Usama Kadri, el matemático que reta a los maremotos, propone utilizar ondas sonoras submarinas para meguar la fuerza de las olas de un tsunami antes de que lleguen a la orilla.

Esas ondas sonoras reciben el nombre de ondas de gravedad acústica (AGW, por sus siglas en inglés). Son ondas de baja frecuencia que se generan dentro de un fluido cuando se rompe su punto de equilibrio —a causa de, por ejemplo, un terremoto u otros eventos geológicos— y se desplazan por este fluido a la velocidad del sonido. Las AGW son las causantes de desencadenar la formación de las grandes olas y de hacerlas crecer.

Ya en 2015, Kadri apuntó que la detección de estas ondas podría ser un mecanismo para predecir tsunamis. Ahora, dos años más tarde, el matemático da un paso más y explica que podrían utilizarse para debilitar las propias olas.

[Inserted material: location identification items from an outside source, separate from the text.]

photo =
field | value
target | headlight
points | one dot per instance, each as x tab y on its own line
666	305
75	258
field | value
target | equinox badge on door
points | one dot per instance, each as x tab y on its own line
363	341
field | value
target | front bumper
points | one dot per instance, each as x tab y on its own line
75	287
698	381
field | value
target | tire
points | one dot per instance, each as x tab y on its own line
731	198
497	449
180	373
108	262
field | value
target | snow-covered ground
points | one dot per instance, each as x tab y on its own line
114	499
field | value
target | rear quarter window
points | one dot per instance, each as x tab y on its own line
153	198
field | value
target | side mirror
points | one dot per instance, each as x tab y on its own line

Su propuesta consiste en generar dos AGW en sentido contrario a las olas del tsunami. Según sus cálculos, la energía de las dos ondas, mucho más pequeñas, contrarrestarían la energía de la onda más grande que se avecina hacia las costas. Aunque no supondría la 'muerte' total del tsunami, si se conseguiría "debilitarlo significativamente", limitando su poder devastador.


Vídeo que muestra cómo ondas en sentido opuesto reducen la altura de la ola


Sin embargo, no es una misión sencilla darle al tsumani a probar de su propia medicina. Para generar las dos pequeñas ondas AGW se requiere una gran cantidad de energía. Una energía, de hecho, mayor que el valor de la propia onda que se desea originar. Y aun si un dispositivo pudiera crear esa onda, luego se suma el inconveniente de conseguir hacerlas viajar largas distancias para que se encuentren con el tsunami en el océano.

"Aunque la detección es relativamente sencilla, la mitigación de los tsunamis requiere el diseño de transmisores de frecuencia AGW de alta precisión, lo cual es un problema de ingeniería bastante difícil y continuo", reconoce el propio autor.

Apenas existen defensas contra un tsumani. Actualmente, ante la ira del mar solo queda correr a resguardarse a un terreno elevado. Por eso, aunque el planteamiento del matemático suponga grandes desafíos para llevarlo a la práctica, no deja de ser una buena propuesta a estudiar detenidamente.